In case (b), a quasi-periodic orbit exists similarly to case (a) because \(|\mu _{2,3}|>1\). However, since \(\mu _1\) is less than -1, the period-doubling bifurcation occurs at the same time. The quasi-periodic orbit is stable on its stable manifold as shown in Fig. 8.1b. However, the outer states except the stable manifold converge to the stable period-2 points. Therefore, this quasi-periodic orbit is unstable and has saddle-type instability. Using the control methods, we aim to stabilize this unstable quasi-periodic orbit.

4 External Force Control

The external force control was proposed by Pyragas to stabilize unstable periodic orbits [13]. The feedback input is defined by the difference between the current state and the external force that is the unstable periodic orbit itself.
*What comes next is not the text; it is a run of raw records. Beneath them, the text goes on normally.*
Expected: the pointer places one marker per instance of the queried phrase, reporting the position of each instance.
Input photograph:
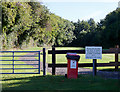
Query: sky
(83, 10)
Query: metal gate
(14, 62)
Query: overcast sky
(83, 10)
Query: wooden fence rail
(115, 51)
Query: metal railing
(5, 54)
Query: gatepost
(93, 52)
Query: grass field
(49, 82)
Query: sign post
(93, 52)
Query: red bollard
(72, 67)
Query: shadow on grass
(58, 83)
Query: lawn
(49, 82)
(84, 82)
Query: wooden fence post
(94, 67)
(44, 62)
(116, 57)
(53, 60)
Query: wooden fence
(115, 51)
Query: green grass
(84, 82)
(38, 82)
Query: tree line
(27, 24)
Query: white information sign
(93, 52)
(73, 64)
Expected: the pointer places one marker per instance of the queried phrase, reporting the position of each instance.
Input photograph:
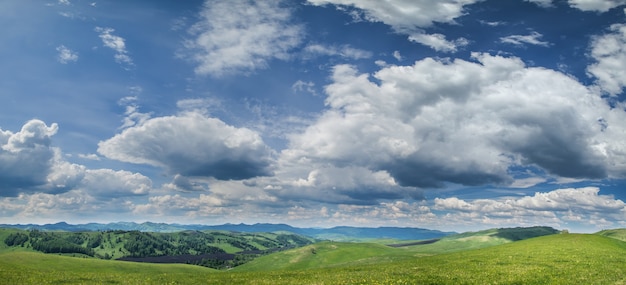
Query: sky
(442, 114)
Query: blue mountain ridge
(341, 232)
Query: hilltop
(548, 259)
(342, 233)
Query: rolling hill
(551, 259)
(335, 233)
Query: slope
(326, 254)
(553, 259)
(481, 239)
(619, 234)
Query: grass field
(553, 259)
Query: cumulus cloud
(405, 15)
(438, 42)
(242, 36)
(596, 5)
(340, 185)
(443, 121)
(345, 51)
(192, 144)
(111, 183)
(542, 3)
(66, 55)
(609, 53)
(557, 208)
(410, 17)
(520, 40)
(26, 157)
(117, 44)
(29, 165)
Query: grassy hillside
(22, 267)
(326, 254)
(481, 239)
(554, 259)
(619, 234)
(217, 249)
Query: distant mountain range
(336, 233)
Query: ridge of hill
(482, 239)
(330, 254)
(551, 259)
(619, 234)
(341, 233)
(216, 249)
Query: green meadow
(503, 259)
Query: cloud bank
(192, 145)
(242, 36)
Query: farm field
(551, 259)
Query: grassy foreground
(554, 259)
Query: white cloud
(26, 158)
(410, 17)
(397, 56)
(337, 185)
(89, 156)
(110, 183)
(300, 86)
(542, 3)
(66, 55)
(345, 51)
(192, 145)
(520, 40)
(596, 5)
(455, 121)
(405, 16)
(562, 208)
(116, 43)
(438, 42)
(609, 52)
(242, 36)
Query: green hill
(553, 259)
(481, 239)
(326, 254)
(216, 249)
(619, 234)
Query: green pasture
(553, 259)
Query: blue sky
(452, 115)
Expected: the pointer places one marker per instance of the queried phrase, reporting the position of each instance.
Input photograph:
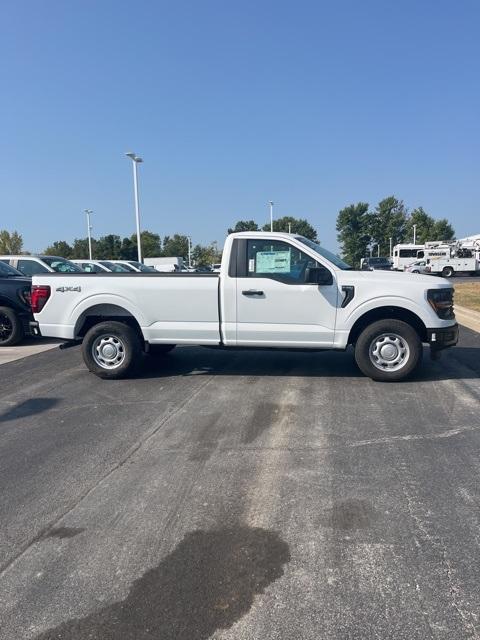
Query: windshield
(60, 265)
(331, 257)
(116, 268)
(140, 266)
(7, 270)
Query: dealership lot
(240, 495)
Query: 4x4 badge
(63, 289)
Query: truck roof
(263, 234)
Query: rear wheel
(448, 272)
(388, 350)
(11, 329)
(111, 350)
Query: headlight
(24, 295)
(441, 301)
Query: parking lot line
(27, 348)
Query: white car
(274, 290)
(31, 265)
(134, 266)
(420, 266)
(100, 266)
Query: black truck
(15, 312)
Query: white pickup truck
(274, 290)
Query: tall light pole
(89, 232)
(271, 214)
(136, 161)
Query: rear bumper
(443, 338)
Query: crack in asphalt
(133, 449)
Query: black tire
(114, 340)
(388, 335)
(160, 349)
(11, 329)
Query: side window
(31, 267)
(277, 260)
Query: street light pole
(271, 214)
(136, 161)
(89, 232)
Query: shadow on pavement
(28, 408)
(207, 583)
(456, 363)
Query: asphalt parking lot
(240, 496)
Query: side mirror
(318, 275)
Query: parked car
(134, 266)
(15, 311)
(31, 265)
(420, 266)
(100, 266)
(273, 290)
(375, 264)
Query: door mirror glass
(318, 275)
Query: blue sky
(311, 104)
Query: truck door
(274, 304)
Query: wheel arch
(386, 313)
(102, 313)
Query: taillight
(40, 295)
(24, 295)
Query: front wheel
(388, 350)
(111, 350)
(11, 330)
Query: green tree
(297, 225)
(427, 228)
(424, 226)
(151, 244)
(389, 220)
(10, 243)
(204, 256)
(60, 248)
(128, 250)
(108, 247)
(244, 225)
(442, 230)
(352, 232)
(175, 246)
(80, 249)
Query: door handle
(252, 292)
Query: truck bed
(178, 307)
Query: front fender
(424, 311)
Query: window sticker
(273, 262)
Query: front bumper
(443, 338)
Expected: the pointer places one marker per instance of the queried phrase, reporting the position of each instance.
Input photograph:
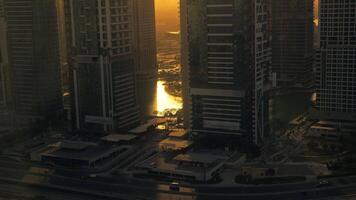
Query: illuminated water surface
(166, 101)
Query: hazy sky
(167, 16)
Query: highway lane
(152, 189)
(18, 191)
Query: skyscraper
(292, 43)
(100, 33)
(3, 55)
(335, 63)
(145, 54)
(228, 62)
(30, 46)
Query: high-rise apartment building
(29, 44)
(335, 63)
(227, 64)
(100, 34)
(145, 54)
(292, 43)
(3, 56)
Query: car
(323, 183)
(174, 186)
(92, 176)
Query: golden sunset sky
(167, 15)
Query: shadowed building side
(145, 55)
(292, 43)
(101, 40)
(33, 57)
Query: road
(43, 179)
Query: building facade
(3, 56)
(335, 62)
(29, 49)
(145, 55)
(292, 43)
(228, 67)
(102, 43)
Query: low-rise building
(191, 166)
(78, 154)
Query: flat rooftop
(72, 145)
(199, 158)
(163, 162)
(90, 153)
(175, 143)
(119, 137)
(143, 128)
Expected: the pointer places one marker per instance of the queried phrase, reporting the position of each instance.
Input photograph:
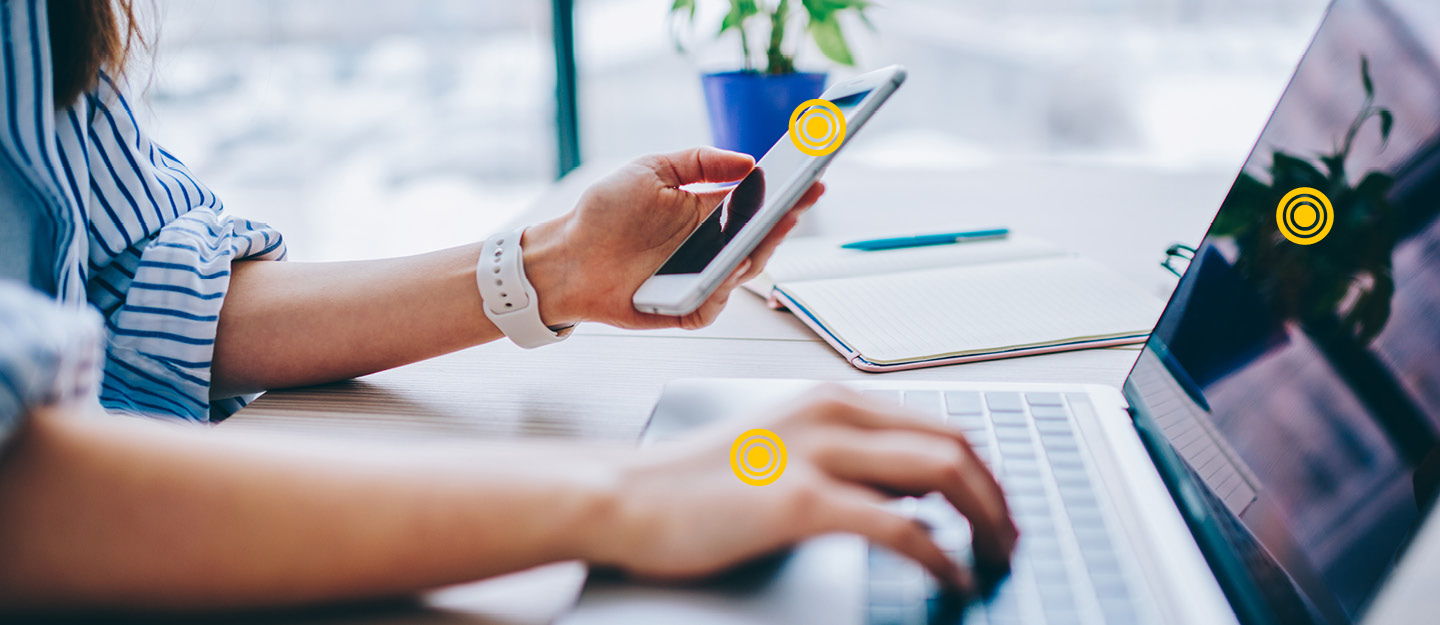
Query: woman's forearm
(121, 513)
(306, 323)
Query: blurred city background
(373, 128)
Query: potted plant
(749, 108)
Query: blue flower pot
(749, 111)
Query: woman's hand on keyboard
(678, 510)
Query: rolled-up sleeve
(49, 353)
(162, 249)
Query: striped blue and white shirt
(98, 215)
(49, 353)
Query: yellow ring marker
(807, 117)
(1305, 216)
(758, 457)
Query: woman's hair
(88, 36)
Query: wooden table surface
(602, 382)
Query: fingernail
(962, 581)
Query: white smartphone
(756, 205)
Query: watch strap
(507, 297)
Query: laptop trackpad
(818, 582)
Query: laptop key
(1008, 418)
(1013, 434)
(1053, 426)
(926, 402)
(1044, 399)
(964, 402)
(1010, 450)
(968, 422)
(1004, 402)
(1049, 412)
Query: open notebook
(946, 304)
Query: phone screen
(759, 189)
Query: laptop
(1275, 447)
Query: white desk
(602, 382)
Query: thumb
(702, 164)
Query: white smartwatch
(507, 295)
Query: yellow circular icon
(817, 127)
(1305, 216)
(758, 457)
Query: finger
(867, 412)
(951, 467)
(916, 464)
(702, 164)
(714, 304)
(861, 514)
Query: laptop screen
(1292, 386)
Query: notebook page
(971, 310)
(821, 258)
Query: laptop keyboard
(1066, 566)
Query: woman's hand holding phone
(589, 262)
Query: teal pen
(899, 242)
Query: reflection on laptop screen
(1296, 370)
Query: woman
(101, 511)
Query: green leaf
(831, 41)
(1364, 77)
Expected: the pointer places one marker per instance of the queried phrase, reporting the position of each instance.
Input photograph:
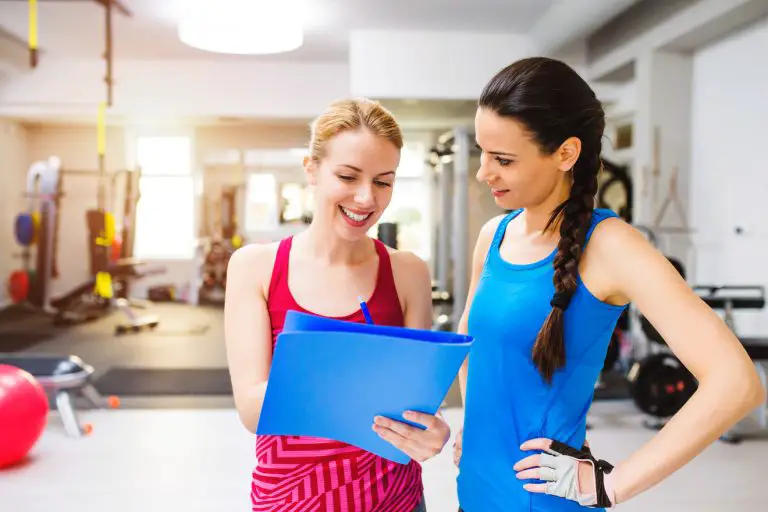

The control system is defined by:

$$\begin{aligned} {x}_{n+1}={F}({x}_n)+K{u}_n, \end{aligned}$$
(8.5)

where \(K\) is the matrix of the feedback coefficients, \({u}_n\) is the feedback input,

$$\begin{aligned} {u}_n={y}_n-{x}_n, \end{aligned}$$

and \({y}_n\) is the external force. If the unstable periodic orbit is stabilized, the feedback input vanishes (i.e., \({y}_n-{x}_n=0\)). Therefore, only a small external force is used to stabilize the unstable periodic orbit [13].

To apply the external force control to stabilize the unstable quasi-periodic orbit, it is necessary to determine the orbit itself in advance. If we find the stable manifold, we would be able to determine the unstable quasi-periodic orbit because the orbit is stable on it. In general, however, it is difficult to determine the stable manifold analytically. Fortunately, a method that numerically estimates the orbit on the stable manifold has been proposed based on a bisection method [6].

Fig. 8.2
figure 2

Bisection method to find the stable manifold. The two initial points are given. When each point is mapped (shown as 0, 1, and 2), the midpoint and the initial point 2 approach each other. The initial point 1 and the midpoint are more proximately located on either side of the stable manifold than the two initial points

We consider two initial points on either side of the stable manifold and their midpoint (Fig. 8.2). When each point is mapped by the system equation, the midpoint and the initial point 2 approach each other, whereas the initial point 1 is separated from them. Therefore, by observing the dynamics, we can identify the side on which the midpoint is located relative to the stable manifold. We replace the initial points with the midpoint and the initial point 1, which are more proximately located on either side of the stable manifold than the two initial points. These two points approximate a point on the stable manifold with arbitrary precision by iterating this process. Furthermore, by mapping the approximated point, we can obtain the orbit on the stable manifold [6]. We use the unstable quasi-periodic orbit estimated numerically by this bisection method as the external force \({y}_n\).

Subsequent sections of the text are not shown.